I play volleyball with my SENA colleagues twice a week after work. The volleyball court is across the road from the campus and is reached via an underground tunnel. From here, the view of the school and the hills and the mountains that rise up behind is absolutely stunning.
Sometimes the view is so pretty, especially during a sunset, that I have a hard time concentrating on the game. For this reason, when some friends of ours wanted to hike the mountains nearby SENA, I was excited. I knew how scenic the area was.
We caught a buseta that went through Gallinazo and exited at a fork in the road. To the right was a hot springs complex and to the left was a narrow road that eventually led to the volcanoes and the páramo of Parque Los Nevados.
Aside from a few bicyclists and motorcyclists, the bumpy uphill road was quiet. As we walked the morning fog moved in. Birds called out from the surrounding trees and rivulets of water trickled down the side of the road. The landscape was so peaceful that it was easy to forget how much volcanic activity was underneath our feet. Nature can be deceiving like that.
When we stopped for water Barret heard a strange noise. It sounded like a lid bouncing on top of a pot of boiling water. He searched the side of the road until he found a small vent – a hint of the volcanic activity below. The gurgling was punctuated by a puff of steam that dissipated as silence fell. A few seconds later the gurgling began again.
After four hours of walking uphill, we reached our destination- La Gruta. Outside the grotto was a memorial to a group of Boy Scouts that were killed there in 2006. They had hiked up the very route we had just taken and were swimming when a surge of water suddenly appeared and swept them away.
The clouds hung low the afternoon of our visit. The waterfall was at the far end of the grotto and closer to the entrance was a pool of hot, steamy water that poured out of the rock face. The water that flowed out of the grotto passed under a bridge before heading down the mountain.
Down the road from the bridge was the only building we had come across on our four-hour hike. A man walked out from an open door and asked us if we wanted a cup of aguapanela or an arepa. We had brought our own food, so we declined and continued walking until we reached a small outdoor hot springs.
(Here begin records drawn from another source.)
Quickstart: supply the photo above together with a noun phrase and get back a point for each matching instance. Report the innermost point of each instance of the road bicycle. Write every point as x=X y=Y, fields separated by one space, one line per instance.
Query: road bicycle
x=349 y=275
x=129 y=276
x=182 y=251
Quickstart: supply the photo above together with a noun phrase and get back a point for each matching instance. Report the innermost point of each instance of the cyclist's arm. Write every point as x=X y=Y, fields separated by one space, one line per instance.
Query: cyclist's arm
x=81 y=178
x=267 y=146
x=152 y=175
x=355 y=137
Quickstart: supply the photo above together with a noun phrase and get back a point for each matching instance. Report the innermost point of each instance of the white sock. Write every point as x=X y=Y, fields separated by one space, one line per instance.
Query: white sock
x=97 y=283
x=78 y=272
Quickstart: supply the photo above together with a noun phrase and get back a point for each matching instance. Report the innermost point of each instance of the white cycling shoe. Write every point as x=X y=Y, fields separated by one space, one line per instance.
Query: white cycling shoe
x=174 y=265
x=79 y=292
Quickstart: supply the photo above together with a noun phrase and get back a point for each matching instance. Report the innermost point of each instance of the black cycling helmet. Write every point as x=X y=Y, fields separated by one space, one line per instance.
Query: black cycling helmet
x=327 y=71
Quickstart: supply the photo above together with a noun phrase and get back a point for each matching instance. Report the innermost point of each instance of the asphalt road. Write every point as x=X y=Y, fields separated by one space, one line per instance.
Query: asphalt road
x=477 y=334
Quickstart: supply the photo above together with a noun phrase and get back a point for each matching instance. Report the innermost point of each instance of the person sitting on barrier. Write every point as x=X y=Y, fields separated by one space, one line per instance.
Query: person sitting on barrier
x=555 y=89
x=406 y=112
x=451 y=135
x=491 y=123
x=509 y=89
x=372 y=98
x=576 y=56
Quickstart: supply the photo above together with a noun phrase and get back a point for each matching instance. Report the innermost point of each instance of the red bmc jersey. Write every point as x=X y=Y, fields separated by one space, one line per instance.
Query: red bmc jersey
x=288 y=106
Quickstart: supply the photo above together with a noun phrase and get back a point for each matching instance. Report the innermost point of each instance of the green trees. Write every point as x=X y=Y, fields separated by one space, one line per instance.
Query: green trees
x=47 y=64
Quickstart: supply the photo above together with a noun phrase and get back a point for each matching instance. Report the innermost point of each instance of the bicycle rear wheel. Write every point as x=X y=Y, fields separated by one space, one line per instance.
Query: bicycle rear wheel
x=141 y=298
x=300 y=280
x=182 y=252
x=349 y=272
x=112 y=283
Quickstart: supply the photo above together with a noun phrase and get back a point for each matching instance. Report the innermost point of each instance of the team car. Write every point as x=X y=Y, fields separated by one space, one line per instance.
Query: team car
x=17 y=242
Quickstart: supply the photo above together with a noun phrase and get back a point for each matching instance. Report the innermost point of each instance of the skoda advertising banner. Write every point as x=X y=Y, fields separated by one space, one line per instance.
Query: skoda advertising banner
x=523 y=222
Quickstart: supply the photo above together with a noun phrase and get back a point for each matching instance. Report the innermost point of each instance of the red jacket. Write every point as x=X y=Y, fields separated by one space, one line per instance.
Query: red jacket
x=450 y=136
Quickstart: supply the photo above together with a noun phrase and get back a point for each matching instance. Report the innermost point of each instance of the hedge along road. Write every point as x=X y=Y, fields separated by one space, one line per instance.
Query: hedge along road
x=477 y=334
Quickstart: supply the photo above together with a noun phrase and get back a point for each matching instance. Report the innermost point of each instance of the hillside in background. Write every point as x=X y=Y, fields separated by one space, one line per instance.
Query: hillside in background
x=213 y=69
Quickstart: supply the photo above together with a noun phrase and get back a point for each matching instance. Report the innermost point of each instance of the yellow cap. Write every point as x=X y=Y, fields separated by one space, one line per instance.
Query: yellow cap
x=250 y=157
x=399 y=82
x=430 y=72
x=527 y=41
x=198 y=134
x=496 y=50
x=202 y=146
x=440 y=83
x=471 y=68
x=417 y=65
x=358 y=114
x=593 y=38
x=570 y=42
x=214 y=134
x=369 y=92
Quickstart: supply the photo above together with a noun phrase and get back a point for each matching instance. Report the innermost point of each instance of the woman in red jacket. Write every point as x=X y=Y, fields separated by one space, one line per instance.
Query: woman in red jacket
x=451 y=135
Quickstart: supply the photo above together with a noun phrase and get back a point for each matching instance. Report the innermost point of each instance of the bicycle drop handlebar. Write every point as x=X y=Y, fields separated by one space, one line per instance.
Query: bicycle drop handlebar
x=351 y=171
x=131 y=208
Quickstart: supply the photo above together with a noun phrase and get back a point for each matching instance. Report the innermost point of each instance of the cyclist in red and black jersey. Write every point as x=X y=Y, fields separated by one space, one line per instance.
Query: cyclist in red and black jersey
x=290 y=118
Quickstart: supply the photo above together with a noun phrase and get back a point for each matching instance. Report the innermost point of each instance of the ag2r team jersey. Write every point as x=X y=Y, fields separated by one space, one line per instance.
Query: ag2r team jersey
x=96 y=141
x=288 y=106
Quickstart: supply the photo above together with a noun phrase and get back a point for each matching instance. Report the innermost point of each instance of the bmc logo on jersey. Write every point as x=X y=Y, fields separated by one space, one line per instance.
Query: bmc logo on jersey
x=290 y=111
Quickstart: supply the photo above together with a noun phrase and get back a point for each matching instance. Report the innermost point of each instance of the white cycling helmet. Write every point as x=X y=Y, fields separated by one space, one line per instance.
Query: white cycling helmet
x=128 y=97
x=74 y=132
We passed through a metal gate and asked the caretaker if we could eat lunch atop the sloping hill. Below us was a small concrete pool filled with thermal water and the remnants of a second pool. A long green hose poured cool water into one end of the pool while piping hot water flowed into the other end.
When a group of four left the hot spring, we walked down the grassy slope and changed into our bathing suits. The afternoon was foggier than ever when we got into the water. My cold feet began to tingle and my tired shoulder muscles slowly relaxed.
Every now and then I saw the caretaker strolling the hill above; he was a poncho-clad silhouette in the fog. If it weren’t for the steep terrain, I would have thought we were in the British moors.
On the way back down a jeep pulled over and offered the four of us a ride back into town. We jumped in and tucked our legs up on a hard plastic kennel. Metal beams crisscrossed the ceiling of the jeep and I crouched down so that my head wouldn’t hit the roof every time we bounced over a rock. Including us, there were nine adults, one baby, and one dog in the car.
It felt like we were hitching a ride in the middle of nowhere, hundreds of miles from the nearest city. However, within the hour we were dropped off at a gas station across from the Manizales bus terminal. Moments like that are when I feel very lucky to live in Manizales.